Doc Watson and Gaither Carlton, out May 29 on Smithsonian Folkways with the blessing of Watson's daughter Nancy, captures a unique period in Watson's career, capturing him in transition from sideman to frontman and when any kind of greater notoriety was barely a fleeting thought. "This was music (Watson) had made at home with his father-in-law for years," Siegel says. "It had a kind of warm, family feel to it, and Doc was discovering to his great surprise that people in the cities were really interested in this old time traditional music. But people were just fascinated by this music. They couldn't get enough of it. Nothing surprised Doc more than that."

Siegel says that the set is notable as a live recording with Carlton, a fiddler and banjo player who was well-established in Appalachian music circles who until that point had rarely performed outside of North Carolina. "I have friends who are of the belief Gaither Carlton was tragically under-recorded," Siegel notes. "I think this really captures a special, unique moment that hasn't been heard very much over the years. (Watson) does display some of the virtuosity that he showed on later recordings, but it's a little less flashy. It's all geared towards accompanying Gaither.”

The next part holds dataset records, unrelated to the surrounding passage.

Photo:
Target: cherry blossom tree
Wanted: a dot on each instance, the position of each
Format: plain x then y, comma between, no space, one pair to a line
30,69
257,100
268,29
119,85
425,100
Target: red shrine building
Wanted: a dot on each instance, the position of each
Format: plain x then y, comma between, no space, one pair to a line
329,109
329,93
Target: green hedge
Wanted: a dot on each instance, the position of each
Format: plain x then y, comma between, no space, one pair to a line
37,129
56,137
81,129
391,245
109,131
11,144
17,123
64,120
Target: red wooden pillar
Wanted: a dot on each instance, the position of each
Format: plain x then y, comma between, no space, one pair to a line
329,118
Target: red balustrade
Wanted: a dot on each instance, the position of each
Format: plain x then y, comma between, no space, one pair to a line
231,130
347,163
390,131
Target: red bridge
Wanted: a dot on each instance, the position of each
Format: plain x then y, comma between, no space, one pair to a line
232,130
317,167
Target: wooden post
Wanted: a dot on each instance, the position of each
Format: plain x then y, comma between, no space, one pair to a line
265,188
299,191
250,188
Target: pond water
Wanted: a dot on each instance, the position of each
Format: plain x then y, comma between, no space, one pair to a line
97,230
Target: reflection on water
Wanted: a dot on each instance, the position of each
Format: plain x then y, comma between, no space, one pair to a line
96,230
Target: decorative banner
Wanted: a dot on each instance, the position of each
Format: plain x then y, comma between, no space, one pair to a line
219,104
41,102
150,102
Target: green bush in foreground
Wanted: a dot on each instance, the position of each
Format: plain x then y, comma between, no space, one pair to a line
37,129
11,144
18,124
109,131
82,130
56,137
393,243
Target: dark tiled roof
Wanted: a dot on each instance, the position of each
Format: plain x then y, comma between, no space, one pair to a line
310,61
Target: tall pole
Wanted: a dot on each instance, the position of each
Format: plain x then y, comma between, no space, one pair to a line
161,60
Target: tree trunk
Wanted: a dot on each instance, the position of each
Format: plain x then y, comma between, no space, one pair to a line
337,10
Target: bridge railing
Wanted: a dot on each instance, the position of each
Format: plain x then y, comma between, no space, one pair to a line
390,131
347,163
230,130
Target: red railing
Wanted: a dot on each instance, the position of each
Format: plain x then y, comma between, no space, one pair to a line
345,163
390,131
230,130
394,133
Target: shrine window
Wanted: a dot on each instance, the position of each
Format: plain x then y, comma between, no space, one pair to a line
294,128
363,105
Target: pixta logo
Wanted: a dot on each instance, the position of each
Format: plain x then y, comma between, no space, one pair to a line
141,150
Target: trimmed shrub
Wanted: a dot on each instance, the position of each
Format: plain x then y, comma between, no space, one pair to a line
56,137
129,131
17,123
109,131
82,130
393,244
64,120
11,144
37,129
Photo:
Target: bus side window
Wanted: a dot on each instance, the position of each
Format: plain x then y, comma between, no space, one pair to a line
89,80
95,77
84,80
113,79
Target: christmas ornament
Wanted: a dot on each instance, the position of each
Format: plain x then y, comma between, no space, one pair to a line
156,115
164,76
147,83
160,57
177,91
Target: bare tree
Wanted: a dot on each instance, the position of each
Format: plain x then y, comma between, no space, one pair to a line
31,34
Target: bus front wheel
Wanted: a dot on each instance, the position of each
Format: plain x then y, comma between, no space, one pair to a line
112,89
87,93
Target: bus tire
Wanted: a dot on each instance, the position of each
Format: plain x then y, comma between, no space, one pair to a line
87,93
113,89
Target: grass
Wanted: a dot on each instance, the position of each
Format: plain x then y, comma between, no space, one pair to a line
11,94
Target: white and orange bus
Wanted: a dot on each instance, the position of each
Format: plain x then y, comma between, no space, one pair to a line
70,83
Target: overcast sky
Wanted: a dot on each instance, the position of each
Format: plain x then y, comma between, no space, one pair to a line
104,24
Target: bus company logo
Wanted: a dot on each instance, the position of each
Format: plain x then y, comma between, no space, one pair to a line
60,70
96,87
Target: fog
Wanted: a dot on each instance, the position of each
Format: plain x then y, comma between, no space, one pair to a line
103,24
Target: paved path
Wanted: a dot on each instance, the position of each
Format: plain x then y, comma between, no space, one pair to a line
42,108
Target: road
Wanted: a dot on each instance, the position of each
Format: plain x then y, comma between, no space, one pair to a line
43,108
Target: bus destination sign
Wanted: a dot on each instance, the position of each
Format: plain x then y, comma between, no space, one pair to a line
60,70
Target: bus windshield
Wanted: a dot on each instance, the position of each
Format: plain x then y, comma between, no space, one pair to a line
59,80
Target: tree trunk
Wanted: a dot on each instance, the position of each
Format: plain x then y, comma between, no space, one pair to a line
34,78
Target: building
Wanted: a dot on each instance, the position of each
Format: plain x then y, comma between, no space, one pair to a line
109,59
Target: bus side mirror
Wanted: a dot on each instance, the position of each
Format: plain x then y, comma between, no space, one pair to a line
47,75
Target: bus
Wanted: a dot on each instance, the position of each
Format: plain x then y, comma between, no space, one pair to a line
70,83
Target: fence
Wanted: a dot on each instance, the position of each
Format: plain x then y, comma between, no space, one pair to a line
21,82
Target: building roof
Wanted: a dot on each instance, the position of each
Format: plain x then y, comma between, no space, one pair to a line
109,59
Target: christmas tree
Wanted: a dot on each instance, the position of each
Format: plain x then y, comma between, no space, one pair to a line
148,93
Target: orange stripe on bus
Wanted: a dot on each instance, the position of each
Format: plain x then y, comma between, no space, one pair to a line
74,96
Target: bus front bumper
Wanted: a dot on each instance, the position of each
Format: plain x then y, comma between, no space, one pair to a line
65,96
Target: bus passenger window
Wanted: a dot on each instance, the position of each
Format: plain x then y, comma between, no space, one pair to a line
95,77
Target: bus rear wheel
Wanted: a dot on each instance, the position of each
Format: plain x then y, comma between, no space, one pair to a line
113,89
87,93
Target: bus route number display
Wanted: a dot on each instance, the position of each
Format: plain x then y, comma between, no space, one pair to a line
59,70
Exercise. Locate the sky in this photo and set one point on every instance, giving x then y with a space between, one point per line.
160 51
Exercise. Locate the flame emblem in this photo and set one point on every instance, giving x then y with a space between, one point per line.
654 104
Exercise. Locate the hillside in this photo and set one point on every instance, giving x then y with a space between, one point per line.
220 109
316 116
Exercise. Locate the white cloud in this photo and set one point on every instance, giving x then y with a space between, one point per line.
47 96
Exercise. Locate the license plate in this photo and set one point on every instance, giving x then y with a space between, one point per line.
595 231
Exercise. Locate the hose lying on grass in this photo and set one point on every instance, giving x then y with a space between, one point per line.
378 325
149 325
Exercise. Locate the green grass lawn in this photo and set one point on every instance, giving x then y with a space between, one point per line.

This album's appearance, of course, does beg the question of whether Siegel has more tapes to share from Watson and other early Americana artist. "Let's just say there was a lot of music that was performed at those concerts that were not fully captured on tape in a way that you can put them on a record," Siegel says. "I just put a mic on stage in front of them. Sometimes they were near it, sometimes they weren’t. Sometimes there were disruptive noises in the room, sometimes they were halfway through a song and I ran out of tape. I basically picked the (songs) I thought best illustrated the music and represented them in a way people can enjoy. I think I got most of the stuff on there that I would want to see on a record."